Genre projects include Johnny Kevorkian’s “Hidden Folk,” Pascal Sid’s “The Island of the Dolls” and Aku Louhimies’ “Cycle.”

Named Finnish director of the year in 2004, Louhimies earned multiple Jussi awards (Finland’s top film kudos) for his latest movie “8-Ball.”  “Cycle,” about a Greek architect who sets off to uncover the truth behind the tragic death of his family, is produced by Samson Films.

“Dolls,” a horror film turning on a group of Gypsy men trapped on a haunted island. Produced by Daigoro Films, “Dolls” marks Sid’s follow up to “Behind the Walls,” a S3D suspenser with Laetitia Casta.

Another horror movie project, “Hidden Folk” tells the story of a teenage girl from Detroit who moves with her abusive father to a remote Norwegian Farmhouse haunted by fairy tales’ creatures. It’s produced by Pinball Films.

One of the two toonpics pitched at Les Arcs, Arthur de Pins’ “Zombillenium” is  based on the eponymous comic book which takes place at an amusement terror park.

As every year, the mini-market will present a large number of French projects. Among the promising Gallic projects: Manuel Schapira’s “Felix and Vincent,” a coming-of-age drama about the friendship between a manager and a struggling musician, and Gael Morel’s “Spring Again,” about a middle-aged factory worker who accepts to relocate to Morocco. Morel’s “Apres lui” premiered at Directors’ Fortnight in 2006.

Produced by Manufactura, “Felix and Vincent” will topline two of France’s rising stars, Vincent Lacoste (“Eden”) and Felix Moati (“Hippocrate”).

Other notable projects include Iram Haq’s sophomore outing “What Will People Say,” an autobiographical tale turning on the tormented adolescence of a Norwegian Pakistani girl, and Italian helmer’s Ivano de Matteo’s “My Mother And I,” about a woman who flees her abusive husband in Rome and moves to Paris with her 13-year-old son.

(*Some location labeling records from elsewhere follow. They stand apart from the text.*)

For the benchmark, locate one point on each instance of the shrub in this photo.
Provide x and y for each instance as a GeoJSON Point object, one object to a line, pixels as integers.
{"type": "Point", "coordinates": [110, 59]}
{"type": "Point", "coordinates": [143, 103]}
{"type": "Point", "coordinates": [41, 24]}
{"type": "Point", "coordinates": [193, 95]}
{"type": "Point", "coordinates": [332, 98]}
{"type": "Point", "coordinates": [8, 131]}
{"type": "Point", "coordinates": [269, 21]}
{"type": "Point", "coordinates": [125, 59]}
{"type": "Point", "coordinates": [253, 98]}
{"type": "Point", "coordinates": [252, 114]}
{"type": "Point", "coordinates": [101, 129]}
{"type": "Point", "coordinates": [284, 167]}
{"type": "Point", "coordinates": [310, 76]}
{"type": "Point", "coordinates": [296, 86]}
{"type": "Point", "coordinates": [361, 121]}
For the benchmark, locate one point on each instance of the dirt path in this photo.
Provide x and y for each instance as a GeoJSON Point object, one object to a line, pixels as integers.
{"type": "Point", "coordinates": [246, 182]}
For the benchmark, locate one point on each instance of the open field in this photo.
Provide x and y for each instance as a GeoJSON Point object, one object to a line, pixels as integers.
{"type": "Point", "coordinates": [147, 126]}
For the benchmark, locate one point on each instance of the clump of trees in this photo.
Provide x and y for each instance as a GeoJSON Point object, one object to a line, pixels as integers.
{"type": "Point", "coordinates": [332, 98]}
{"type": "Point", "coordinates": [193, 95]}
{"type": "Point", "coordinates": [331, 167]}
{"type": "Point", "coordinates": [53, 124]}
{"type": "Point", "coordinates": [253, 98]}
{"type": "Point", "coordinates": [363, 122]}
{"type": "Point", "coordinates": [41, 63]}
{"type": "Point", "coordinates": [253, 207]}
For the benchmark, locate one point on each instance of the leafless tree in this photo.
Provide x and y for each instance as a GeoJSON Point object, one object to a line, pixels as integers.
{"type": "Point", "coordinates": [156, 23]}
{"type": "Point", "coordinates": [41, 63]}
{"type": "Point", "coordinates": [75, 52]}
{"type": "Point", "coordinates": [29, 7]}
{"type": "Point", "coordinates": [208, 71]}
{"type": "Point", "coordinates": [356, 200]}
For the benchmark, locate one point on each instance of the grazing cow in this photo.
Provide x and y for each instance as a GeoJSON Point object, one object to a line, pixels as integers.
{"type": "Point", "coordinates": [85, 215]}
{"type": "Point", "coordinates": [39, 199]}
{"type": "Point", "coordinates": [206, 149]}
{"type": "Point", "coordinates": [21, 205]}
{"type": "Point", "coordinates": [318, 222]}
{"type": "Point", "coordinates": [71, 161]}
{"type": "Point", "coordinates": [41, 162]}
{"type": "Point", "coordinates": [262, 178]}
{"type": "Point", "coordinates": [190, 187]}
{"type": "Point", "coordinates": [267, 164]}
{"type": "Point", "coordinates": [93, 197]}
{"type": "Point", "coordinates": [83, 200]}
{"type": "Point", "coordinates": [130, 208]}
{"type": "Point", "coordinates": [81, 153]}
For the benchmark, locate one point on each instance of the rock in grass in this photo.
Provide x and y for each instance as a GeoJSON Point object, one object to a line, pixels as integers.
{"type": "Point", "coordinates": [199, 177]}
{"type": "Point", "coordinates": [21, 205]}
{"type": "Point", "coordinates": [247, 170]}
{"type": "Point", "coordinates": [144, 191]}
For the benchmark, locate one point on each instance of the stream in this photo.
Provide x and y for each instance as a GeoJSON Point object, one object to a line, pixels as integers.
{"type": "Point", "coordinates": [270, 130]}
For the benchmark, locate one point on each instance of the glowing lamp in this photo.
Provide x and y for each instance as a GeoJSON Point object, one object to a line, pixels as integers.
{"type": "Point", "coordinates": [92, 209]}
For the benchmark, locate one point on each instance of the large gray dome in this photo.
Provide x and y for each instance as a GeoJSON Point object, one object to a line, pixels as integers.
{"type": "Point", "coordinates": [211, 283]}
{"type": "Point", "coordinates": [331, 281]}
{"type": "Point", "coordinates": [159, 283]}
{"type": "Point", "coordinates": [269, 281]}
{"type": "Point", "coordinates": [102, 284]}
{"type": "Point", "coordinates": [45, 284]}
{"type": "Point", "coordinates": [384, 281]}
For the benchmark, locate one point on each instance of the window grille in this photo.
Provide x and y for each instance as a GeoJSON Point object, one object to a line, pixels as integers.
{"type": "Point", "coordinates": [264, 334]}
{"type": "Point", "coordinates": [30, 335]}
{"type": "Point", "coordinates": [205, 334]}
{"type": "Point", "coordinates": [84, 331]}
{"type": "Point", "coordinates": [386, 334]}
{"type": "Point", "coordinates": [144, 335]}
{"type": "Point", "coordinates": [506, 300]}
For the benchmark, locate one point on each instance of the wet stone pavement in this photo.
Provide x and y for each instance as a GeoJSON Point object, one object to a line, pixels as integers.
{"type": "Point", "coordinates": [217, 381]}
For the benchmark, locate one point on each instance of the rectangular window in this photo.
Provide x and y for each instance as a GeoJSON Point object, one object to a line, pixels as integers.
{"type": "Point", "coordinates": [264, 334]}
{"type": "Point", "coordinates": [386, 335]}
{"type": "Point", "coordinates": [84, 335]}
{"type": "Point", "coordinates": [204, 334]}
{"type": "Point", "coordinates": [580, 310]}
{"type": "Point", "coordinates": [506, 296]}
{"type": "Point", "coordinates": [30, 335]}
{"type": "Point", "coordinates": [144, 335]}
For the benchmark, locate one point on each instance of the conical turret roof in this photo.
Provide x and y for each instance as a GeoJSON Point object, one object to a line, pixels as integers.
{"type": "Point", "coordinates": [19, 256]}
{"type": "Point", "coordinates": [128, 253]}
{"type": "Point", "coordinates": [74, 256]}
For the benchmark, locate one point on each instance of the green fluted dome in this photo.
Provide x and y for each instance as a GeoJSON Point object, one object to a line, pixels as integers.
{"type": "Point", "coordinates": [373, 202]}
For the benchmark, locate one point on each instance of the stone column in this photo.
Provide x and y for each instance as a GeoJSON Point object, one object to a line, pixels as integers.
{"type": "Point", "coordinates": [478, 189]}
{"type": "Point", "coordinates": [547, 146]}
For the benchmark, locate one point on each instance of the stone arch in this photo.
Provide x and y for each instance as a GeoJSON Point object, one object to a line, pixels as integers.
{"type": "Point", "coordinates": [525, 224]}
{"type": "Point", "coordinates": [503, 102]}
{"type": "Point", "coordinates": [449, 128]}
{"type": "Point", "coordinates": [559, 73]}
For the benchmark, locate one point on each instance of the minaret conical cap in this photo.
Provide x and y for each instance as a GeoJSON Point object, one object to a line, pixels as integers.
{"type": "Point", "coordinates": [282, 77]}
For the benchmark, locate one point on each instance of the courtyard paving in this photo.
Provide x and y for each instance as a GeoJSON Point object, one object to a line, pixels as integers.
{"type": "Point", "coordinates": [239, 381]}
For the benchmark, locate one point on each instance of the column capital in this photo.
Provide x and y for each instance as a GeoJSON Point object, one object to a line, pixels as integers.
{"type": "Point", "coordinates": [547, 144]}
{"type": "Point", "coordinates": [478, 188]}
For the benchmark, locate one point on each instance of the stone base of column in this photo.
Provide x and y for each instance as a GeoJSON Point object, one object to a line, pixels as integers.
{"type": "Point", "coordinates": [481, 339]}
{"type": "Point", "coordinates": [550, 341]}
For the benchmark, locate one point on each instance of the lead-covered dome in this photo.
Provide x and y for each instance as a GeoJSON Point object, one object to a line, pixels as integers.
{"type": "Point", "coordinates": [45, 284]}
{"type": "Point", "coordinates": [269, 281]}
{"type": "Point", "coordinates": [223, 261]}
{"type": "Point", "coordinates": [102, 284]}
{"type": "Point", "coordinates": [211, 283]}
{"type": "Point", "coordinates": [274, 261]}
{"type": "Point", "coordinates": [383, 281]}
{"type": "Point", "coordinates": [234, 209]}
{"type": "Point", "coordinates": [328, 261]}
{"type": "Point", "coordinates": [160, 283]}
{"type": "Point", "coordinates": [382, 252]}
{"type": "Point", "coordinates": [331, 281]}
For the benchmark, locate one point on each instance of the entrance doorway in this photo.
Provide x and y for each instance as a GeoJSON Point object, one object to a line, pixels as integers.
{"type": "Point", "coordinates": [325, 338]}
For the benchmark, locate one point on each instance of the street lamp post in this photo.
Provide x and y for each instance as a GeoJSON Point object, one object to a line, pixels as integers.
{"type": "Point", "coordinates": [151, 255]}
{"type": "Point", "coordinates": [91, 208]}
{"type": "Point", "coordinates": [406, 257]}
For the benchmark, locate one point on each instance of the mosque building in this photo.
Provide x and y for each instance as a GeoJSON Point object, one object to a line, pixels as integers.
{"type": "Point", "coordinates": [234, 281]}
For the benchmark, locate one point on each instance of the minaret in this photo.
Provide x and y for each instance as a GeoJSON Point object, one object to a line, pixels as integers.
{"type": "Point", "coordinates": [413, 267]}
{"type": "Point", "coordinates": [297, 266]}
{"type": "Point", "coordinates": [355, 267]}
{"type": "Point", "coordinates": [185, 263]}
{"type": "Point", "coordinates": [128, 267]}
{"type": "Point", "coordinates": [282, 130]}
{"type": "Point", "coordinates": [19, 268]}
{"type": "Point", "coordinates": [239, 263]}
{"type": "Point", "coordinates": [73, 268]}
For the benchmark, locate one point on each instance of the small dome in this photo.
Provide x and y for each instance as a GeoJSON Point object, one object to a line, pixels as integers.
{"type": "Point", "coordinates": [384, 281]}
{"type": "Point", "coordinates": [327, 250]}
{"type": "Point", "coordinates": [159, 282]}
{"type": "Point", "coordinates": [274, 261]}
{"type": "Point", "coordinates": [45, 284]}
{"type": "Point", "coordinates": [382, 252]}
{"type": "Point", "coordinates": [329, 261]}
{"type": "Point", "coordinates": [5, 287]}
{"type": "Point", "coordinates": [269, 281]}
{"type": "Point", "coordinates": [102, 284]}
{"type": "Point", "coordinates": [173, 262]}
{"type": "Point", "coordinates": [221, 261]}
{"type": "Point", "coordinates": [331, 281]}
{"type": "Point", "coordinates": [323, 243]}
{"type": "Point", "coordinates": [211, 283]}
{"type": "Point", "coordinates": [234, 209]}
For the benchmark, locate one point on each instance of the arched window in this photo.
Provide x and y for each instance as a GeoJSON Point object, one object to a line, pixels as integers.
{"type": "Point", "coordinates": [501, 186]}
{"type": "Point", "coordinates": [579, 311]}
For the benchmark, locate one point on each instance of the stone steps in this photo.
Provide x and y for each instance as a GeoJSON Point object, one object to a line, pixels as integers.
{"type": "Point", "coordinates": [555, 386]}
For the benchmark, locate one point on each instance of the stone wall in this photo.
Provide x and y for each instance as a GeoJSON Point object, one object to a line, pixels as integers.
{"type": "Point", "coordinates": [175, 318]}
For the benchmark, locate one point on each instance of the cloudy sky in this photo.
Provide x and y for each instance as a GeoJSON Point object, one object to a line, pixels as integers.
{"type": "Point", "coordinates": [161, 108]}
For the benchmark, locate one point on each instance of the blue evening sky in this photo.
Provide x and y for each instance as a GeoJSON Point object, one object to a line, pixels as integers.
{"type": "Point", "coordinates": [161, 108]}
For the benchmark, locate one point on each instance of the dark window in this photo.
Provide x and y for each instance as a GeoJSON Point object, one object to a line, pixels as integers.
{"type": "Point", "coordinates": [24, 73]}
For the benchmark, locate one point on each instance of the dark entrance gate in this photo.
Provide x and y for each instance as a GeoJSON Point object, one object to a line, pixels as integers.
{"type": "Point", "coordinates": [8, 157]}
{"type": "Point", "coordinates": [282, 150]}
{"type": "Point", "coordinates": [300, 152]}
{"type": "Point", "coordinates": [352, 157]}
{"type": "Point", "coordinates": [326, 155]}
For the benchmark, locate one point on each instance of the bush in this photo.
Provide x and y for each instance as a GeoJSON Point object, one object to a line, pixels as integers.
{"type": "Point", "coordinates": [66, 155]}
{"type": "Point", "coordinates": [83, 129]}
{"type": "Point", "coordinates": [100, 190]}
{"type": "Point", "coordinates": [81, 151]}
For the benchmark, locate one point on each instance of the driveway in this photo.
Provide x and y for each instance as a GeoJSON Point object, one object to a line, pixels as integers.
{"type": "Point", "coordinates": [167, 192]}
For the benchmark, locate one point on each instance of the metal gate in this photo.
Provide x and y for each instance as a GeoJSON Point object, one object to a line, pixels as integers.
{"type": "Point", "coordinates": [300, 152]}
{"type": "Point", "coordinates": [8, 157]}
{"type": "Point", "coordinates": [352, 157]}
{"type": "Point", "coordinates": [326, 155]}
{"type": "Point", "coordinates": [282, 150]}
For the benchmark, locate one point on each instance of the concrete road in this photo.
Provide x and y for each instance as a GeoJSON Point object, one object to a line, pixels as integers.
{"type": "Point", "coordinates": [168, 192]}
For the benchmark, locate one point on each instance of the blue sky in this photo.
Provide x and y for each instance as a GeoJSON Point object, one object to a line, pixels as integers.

De Matteo’s last film “Our Children” won Venice’s Europa Cinemas Label and played at Annecy, Pusan and London.

Haq’s debut feature, “I Am Yours,” world premiered at Toronto and played at Les Arcs. It also repped Norway in the foreign-language race.

Meanwhile, Les Arcs will also be hosting a work-in-progess session where 10 films in post-production will be presented. Selected by Frederic Boyer, the artistic director of Les Arcs and Tribeca festivals, the lineup includes Runar Runarsson’s (“Volcano”) “Sparrows” – pitched last year at Les Arcs’ Coproduction Village –,  Simon Fitzmaurice (“The Sound of People”)’s “My Name is Emily,” Anca Damian’s (“Crulic”) “Magic Mountain” and Belgian star choreographer-turned-helmer Wim Vandekeybus’ “Galloping Mind.”

For the second time, Les Arcs will organize a Low Budget Film Forum in collaboration with the London Film School to complement the Film School Village. Eight projects which mark the first professional features from film school grads will be pitched.

Les Arcs’ Coproduction Village will take place Dec. 13-16.